Italian philologist and theologian

Alessandro Politi (July 10, 1679 – July 23, 1752), was an Italian classical scholar and philologist.

== Biography ==
Alessandro Politi was born July 10, 1679, at Florence. After studying under the Jesuits, he entered at the age of fifteen the Order of Poor Clerics Regular of the Mother of God of the Pious Schools, and was conspicuous among its members by his rare erudition. He was called upon to teach rhetoric and peripatetic philosophy at Florence in 1700. Barring a period of about three years, during which he was a professor of theology at Genoa (1716–18), he spent the greatest part of his life in his native city, availing himself of the manifold resources he could find there to improve his knowledge of Greek literature, his favorite study.
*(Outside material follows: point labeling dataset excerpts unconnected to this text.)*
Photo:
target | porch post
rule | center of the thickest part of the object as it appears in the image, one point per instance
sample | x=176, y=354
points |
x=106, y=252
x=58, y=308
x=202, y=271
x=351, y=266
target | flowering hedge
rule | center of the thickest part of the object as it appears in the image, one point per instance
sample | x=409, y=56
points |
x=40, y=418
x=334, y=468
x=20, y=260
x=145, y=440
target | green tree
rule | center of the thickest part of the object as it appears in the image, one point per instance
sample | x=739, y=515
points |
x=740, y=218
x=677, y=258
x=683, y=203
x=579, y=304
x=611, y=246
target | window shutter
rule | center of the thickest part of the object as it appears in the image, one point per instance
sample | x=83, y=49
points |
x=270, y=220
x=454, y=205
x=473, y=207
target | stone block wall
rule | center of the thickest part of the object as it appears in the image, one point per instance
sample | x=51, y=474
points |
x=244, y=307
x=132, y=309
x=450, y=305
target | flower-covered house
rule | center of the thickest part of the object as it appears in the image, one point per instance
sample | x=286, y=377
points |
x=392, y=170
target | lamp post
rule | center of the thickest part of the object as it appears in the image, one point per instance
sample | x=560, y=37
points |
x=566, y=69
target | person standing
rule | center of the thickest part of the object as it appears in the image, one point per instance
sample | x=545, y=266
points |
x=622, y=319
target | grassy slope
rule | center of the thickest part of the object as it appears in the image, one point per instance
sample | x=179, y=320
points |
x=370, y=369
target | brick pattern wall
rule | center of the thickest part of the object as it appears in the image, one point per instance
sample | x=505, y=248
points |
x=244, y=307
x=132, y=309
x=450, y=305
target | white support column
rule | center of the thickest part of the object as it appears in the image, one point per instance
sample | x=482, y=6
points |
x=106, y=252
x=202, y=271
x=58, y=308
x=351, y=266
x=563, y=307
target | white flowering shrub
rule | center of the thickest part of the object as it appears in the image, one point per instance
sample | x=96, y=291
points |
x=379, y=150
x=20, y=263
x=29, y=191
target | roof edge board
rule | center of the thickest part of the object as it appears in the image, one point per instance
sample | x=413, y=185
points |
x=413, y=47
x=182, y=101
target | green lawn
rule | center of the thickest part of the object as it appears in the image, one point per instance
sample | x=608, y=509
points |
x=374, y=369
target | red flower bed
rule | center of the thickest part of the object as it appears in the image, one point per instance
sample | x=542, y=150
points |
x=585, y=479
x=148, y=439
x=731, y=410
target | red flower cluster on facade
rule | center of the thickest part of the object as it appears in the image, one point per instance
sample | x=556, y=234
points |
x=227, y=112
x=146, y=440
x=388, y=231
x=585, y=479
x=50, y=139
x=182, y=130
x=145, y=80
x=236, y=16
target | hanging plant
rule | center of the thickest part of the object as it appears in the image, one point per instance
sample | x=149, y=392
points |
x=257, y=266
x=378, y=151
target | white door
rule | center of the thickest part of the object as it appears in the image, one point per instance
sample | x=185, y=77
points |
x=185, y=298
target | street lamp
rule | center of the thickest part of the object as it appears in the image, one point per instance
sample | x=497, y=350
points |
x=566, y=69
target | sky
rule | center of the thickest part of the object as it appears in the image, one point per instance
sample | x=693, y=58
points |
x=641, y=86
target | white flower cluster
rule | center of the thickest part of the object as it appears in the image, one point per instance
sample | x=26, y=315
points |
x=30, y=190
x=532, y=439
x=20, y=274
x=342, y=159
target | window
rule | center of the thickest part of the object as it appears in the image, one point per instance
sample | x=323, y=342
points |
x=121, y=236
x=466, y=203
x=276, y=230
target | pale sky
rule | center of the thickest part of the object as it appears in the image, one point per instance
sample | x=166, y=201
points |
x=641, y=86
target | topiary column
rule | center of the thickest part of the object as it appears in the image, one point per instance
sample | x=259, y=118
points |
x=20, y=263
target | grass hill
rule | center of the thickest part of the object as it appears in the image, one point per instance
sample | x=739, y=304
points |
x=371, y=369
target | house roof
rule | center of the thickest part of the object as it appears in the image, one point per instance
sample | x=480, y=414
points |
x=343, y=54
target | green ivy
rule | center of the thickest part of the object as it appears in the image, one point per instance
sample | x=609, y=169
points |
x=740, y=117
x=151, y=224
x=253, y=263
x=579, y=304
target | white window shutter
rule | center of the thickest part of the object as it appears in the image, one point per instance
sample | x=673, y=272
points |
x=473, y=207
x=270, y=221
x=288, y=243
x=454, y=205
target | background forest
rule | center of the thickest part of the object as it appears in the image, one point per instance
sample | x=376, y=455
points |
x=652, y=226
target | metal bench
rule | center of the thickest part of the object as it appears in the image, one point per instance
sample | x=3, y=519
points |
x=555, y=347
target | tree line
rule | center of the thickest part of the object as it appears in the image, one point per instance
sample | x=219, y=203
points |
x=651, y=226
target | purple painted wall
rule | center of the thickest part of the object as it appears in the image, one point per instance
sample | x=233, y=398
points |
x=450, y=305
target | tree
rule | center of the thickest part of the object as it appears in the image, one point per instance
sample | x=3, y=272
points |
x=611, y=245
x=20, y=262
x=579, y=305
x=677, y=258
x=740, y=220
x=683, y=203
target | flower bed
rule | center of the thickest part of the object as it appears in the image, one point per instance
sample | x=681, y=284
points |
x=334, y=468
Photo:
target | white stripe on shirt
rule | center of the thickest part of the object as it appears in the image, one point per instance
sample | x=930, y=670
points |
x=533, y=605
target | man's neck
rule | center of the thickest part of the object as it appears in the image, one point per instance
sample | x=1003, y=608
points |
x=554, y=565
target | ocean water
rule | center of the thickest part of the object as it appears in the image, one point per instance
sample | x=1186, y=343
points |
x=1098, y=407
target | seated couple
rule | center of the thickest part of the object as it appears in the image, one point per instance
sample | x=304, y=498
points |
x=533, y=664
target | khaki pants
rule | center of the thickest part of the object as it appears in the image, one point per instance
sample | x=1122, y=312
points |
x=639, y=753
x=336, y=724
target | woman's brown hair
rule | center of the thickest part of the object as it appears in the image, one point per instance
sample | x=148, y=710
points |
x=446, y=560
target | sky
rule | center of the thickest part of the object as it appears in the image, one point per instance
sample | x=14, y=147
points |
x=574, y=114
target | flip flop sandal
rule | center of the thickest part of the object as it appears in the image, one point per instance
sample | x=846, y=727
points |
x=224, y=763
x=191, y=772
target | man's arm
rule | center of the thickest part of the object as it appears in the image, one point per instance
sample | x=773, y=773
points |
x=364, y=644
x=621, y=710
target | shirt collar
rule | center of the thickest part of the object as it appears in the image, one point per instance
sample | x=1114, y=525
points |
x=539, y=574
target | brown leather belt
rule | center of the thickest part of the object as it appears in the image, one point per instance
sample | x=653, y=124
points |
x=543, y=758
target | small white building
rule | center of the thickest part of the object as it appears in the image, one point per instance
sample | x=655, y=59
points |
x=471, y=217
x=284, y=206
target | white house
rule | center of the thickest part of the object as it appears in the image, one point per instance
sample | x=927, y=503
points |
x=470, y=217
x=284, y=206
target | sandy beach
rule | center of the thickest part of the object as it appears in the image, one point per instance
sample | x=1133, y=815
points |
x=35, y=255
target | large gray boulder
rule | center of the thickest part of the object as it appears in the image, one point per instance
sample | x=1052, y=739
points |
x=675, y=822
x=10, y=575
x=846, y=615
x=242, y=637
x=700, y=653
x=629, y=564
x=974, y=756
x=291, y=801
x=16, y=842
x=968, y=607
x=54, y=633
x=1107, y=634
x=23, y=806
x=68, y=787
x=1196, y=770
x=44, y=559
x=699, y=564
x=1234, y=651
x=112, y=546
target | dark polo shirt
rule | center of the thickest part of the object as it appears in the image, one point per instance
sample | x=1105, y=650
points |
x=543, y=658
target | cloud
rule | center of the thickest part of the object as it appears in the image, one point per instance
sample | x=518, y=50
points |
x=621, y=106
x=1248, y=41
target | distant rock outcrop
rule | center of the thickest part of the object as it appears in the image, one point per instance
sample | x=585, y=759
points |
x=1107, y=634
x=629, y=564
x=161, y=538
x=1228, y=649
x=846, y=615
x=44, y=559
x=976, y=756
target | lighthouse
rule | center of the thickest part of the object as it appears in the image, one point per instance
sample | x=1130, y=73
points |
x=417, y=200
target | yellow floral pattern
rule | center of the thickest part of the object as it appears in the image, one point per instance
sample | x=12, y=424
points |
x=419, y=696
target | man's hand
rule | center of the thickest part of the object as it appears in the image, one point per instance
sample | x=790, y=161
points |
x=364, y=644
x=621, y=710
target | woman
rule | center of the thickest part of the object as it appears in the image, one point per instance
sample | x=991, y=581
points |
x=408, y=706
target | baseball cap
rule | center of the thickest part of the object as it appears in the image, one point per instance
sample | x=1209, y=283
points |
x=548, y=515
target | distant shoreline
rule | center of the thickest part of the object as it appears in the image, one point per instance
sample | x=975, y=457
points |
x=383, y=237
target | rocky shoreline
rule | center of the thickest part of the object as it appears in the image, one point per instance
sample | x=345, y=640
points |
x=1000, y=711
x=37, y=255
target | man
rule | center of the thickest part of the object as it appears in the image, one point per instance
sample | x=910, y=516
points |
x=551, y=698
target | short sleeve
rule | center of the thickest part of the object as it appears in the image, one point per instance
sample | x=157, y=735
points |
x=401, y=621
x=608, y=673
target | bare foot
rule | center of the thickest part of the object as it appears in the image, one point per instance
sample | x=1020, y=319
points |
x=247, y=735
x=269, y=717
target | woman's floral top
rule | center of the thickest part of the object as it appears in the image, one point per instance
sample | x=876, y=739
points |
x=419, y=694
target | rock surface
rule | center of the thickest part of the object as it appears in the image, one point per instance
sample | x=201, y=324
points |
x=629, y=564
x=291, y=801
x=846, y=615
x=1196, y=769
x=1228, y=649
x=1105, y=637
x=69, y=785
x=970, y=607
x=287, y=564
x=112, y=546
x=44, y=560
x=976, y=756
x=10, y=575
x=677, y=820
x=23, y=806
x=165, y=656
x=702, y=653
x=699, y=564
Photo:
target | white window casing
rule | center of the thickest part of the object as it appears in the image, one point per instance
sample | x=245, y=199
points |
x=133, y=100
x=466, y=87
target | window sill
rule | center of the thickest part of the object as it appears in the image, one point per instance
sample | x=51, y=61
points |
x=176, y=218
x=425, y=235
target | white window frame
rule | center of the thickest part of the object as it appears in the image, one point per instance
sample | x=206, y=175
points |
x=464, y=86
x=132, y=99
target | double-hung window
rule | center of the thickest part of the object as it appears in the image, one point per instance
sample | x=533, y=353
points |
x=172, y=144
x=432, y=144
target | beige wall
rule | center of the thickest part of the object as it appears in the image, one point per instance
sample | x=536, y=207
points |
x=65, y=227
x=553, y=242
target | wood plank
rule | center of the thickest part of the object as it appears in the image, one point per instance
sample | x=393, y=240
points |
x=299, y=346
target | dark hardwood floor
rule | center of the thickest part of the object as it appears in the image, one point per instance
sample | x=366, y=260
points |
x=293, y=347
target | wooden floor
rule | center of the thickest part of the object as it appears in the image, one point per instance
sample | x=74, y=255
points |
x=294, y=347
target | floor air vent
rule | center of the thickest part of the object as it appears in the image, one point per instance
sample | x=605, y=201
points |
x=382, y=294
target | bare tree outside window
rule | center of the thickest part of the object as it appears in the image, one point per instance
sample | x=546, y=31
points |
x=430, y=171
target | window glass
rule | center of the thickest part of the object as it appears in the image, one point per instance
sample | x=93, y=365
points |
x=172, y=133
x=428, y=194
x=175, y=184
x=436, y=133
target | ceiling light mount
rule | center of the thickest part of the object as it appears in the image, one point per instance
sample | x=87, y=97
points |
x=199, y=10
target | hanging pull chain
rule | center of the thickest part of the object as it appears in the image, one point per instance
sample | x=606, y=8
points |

He soon made a name for himself by his careful editions of several little-known Byzantine texts, and in 1733 he was called to the chair of eloquence vacant in the University of Pisa. Accustomed to live among his books aloof from the world, Politi was of an irritable disposition, and sensitive in the extreme to the lightest criticism. He died July 25, 1752.

== Works ==

- "Philosophia Peripatetica, ex mente sancti Thomae" (1708)
- "De patria in testamentis condendis potestate" (1712)
- "Eustathii Commentarii in Homeri Iliadem" (1730)
- "Eustathii Commentarii in Dionysium Periegetem"
- "Orationes XII ad Academiam Pisanam" (1746)
- "Martyrologium Romanum castigatum" (1751)

Politi left many unpublished works. All his orations have been collected (Pisa, 1774).